Intense tracing of ancestor's secret family

Charmian Smith reviews The Mango Orchard.

THE MANGO ORCHARD
Travelling back to the secret heart of Mexico

Robin Bayley
Preface, $38, pbk

Travel stories are best when there is a purpose for the travel and Robin Bayley finds that in tracing his great-grandfather, Arthur Greenhalgh, who lived and worked in Mexico in the turbulent first decades of the 20th century.

A few family stories, mementos and photographs carefully kept by his grandmother, Arthur's daughter, were all he had to go by.

Bayley's trip takes him on a roundabout journey, first to New York where Arthur's fiancee Mariah joined him and they married.

He eventually makes his way to Mexico after side trips to Guatemala to learn Spanish, and being waylaid for some months in Colombia and Venezuela.

However, the story picks up when he reaches Mexico and slowly pieces together information about his great-grandfather and finds the location of the cotton mill in which he worked.

Then, to his surprise and the reader's, he finds a large number of Mexican relatives of which he had never known.

When disturbances that led to the Mexican Revolution started in the first decades of the 20th century, Arturo, as he was known there, sent his pregnant wife Mariah and small daughter home to England but he remained in Mexico for another few years.

Meanwhile he formed a relationship with a Spanish woman and they had a daughter.

When the political situation became untenable, he, too left for England.

His Mexican family heard no more of him and wondered what had become of him, and he kept their existence from his English family.

There's a certain poignancy to this part of the story as Bayley learns about his great-grandfather's life from the other side of the family and shares it though faxes and letters with his 91-year-old grandmother, Arturo's daughter.

She's a game woman and makes the trip to Mexico herself, where she is feted by her newly discovered nieces and nephews and their families.

Perhaps the most moving revelation is when he is told of the discovery and destruction of a large collection of letters sent from Arthur to his Mexican mistress, presumably with money for her and their child.

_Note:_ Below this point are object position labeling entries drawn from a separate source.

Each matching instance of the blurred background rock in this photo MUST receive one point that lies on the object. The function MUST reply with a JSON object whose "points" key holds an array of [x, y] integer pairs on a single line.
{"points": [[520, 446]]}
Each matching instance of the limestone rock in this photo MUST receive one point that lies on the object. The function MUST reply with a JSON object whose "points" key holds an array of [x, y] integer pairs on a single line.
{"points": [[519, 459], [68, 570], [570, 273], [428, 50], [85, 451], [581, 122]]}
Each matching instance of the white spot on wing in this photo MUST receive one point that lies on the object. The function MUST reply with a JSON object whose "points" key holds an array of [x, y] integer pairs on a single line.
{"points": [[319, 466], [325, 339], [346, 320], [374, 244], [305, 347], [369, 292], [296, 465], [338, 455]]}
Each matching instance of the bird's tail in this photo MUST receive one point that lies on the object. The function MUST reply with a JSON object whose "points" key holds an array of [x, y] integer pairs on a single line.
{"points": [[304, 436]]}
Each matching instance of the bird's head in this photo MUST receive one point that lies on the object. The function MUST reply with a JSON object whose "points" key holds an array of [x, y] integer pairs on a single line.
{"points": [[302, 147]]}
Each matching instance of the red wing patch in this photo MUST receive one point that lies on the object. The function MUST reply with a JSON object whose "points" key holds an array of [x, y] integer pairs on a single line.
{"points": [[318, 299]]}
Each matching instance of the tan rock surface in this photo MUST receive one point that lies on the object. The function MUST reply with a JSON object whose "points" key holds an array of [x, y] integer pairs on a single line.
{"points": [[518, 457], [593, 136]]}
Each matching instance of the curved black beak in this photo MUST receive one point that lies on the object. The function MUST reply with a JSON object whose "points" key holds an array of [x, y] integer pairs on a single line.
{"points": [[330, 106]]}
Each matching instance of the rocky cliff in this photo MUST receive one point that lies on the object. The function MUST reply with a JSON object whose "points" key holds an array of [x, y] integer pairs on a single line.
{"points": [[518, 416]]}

They had been addressed to a friend of his who had not passed them on, and presumably pocketed the money himself.

Arthur, in England, would also have been puzzled by the lack of communication from his Mexican family.

Bayley writes a very readable story, sharply observed and sometimes humorous, even if his wanderings in Colombia and Venezuela seem irrelevant to the main story.

Charmian Smith is an ODT features writer.